How to prove that $\det(A)$ can be expressed as a $n \times n$ determinant with entries $\operatorname{tr}(A^k)$ Let $A$ be an $n\times n$ non-singular matrix with real entries. How can I prove the following equation? Any references would be helpful. 
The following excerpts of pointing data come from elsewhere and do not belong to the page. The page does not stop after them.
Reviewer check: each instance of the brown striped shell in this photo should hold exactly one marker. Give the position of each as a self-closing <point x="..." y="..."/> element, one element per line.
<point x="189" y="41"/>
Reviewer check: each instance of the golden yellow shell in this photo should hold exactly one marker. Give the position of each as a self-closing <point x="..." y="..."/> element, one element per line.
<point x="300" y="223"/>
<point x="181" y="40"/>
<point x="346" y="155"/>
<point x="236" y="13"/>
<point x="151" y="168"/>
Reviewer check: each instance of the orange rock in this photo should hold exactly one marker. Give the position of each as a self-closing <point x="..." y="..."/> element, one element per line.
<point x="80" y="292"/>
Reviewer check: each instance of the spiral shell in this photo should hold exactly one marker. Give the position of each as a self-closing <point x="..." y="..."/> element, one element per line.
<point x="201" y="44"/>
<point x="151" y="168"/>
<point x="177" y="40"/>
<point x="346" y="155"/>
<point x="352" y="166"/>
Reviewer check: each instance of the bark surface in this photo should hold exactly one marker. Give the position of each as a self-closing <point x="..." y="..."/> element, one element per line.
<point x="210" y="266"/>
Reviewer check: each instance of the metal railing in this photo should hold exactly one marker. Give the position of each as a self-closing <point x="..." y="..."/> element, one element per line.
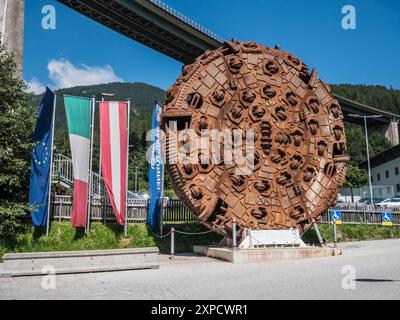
<point x="186" y="20"/>
<point x="175" y="211"/>
<point x="101" y="210"/>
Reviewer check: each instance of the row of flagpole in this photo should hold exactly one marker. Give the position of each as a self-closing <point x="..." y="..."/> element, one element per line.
<point x="114" y="119"/>
<point x="90" y="173"/>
$$ \det(A) = \frac 1{n!} \left| \begin{array}{cccccc}\operatorname{tr}(A) & 1 & 0 & \cdots &  \cdots & 0 \\ \operatorname{tr}(A^2) & \operatorname{tr}(A) & 2 & 0 & \cdots & 0 \\ \operatorname{tr}(A^3) & \operatorname{tr}(A^2) & \operatorname{tr}(A) & 3 & & \vdots \\ \vdots & & & & & n-1 \\ \operatorname{tr}(A^n) & \operatorname{tr}(A^{n-1}) &  \operatorname{tr}(A^{n-2}) & \cdots & \cdots & \operatorname{tr}(A)            \end{array}\right|$$
 A: Determinants and traces are invariant and everything is polynomial, so it is enough to check it for diagonal matrices.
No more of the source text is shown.